In The Dark
by NotToBeMessedWith
Summary: Beka's run into some trouble, and needs a savior. Who else will but the daring, devilish Rosto? BekaRosto fic, T for some implications and thoughts. R&R!


_**Monday, June 25, 246 H.E.**_

**Just After Midnight**

I cannot believe what has happened to me. I thought I was smarter than that. But it did not turn out all bad. Good came of it.

But I am getting ahead of myself. It really began 3 days ago…

I was in the Daymarket. It was my day off, so I was stocking up on some rations, visiting my dust spinners, and feeding those gods-cursed pigeons. Slapper took a rather nasty bite out of my ear…again.

To my surprise, though, I found myself quite bored. With no more Shadow Snake and Crookshank dead, there was not much new information coming to my ears, no secrets to crack.

The only interesting thing was Rosto as the new Rogue. It was true, what he had said. From Tunstall, Goodwin, and my own birdies, the people of the Lower City and Cesspool were receiving better treatment, and having their grievances attended to.

I was still unsure about my feelings for the Rogue. He continuously tried to win my affections, and I had to keep telling myself, 'Bad, bad, bad, Rosto is bad for you, Rebakah Cooper." However, it was becoming harder each time.

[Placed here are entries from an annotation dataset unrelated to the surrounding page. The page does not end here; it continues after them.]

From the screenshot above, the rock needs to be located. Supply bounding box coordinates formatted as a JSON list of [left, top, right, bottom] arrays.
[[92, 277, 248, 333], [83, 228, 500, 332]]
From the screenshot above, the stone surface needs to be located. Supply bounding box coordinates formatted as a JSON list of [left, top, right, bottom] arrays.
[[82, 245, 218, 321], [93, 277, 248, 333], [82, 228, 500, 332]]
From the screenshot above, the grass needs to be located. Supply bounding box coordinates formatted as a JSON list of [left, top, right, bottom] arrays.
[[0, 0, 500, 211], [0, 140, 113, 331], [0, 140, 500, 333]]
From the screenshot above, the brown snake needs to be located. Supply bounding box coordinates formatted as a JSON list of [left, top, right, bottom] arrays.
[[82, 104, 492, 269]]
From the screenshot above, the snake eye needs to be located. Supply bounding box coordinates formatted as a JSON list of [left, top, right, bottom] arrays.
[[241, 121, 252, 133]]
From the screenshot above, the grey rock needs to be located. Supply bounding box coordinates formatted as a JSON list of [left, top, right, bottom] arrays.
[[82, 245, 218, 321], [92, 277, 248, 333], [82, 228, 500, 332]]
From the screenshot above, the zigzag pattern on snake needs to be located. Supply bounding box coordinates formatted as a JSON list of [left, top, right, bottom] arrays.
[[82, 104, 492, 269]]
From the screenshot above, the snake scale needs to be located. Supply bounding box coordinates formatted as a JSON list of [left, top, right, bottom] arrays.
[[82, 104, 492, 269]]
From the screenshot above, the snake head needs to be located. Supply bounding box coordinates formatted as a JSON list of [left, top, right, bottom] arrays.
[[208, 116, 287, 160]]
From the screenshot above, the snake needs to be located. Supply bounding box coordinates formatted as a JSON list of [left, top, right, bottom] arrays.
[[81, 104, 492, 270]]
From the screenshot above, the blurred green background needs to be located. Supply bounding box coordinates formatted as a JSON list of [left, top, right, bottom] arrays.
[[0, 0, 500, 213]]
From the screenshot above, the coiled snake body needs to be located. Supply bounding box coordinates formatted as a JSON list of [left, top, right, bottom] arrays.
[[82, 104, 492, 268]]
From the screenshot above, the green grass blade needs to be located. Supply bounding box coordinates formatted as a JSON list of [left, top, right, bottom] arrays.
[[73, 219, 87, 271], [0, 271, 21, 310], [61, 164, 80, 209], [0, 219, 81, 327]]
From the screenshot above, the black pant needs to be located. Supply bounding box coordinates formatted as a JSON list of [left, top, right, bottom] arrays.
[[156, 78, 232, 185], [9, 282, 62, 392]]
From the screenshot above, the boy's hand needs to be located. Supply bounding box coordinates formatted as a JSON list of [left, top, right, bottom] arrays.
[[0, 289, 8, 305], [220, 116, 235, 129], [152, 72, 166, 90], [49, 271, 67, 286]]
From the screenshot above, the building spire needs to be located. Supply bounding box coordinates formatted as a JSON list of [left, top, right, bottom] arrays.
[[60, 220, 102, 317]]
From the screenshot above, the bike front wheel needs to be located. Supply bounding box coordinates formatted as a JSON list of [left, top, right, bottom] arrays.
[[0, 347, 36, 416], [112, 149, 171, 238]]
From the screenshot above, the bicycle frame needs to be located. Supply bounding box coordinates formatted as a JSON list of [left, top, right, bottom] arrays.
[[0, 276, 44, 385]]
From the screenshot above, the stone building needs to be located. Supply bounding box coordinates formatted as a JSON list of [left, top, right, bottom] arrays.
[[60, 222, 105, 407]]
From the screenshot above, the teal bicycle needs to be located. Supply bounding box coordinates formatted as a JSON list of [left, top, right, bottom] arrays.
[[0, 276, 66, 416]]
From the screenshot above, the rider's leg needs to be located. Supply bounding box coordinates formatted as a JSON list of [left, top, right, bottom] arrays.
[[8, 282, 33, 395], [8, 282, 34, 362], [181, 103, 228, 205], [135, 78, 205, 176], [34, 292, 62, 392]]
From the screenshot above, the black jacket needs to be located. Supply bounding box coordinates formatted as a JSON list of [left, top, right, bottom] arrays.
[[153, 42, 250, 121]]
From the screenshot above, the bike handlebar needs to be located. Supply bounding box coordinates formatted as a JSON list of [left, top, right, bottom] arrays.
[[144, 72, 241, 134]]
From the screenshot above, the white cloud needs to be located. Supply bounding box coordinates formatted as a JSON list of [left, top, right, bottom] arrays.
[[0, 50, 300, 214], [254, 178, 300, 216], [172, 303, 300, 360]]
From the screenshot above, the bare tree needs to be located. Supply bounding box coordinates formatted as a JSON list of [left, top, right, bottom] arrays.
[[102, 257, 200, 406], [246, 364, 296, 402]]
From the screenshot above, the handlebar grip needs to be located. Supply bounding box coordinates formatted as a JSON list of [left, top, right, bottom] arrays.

Oh yes, I have forgotten to mention. Aniki has a new cove to love. Bold Brian, her friend, has now become what Ersken is to Kora. Rosto has pointed this out to me numerous times, to convince me to be his mot. It has just slipped my mind.

Anyway, I soon left the Daymarket, figuring I would go visit Granny Fern. I am now cursing myself for being such a cracknob. I wanted to save time, so I went through the back alleys. Mayhap I was thinking I had my baton, which of course I didn't.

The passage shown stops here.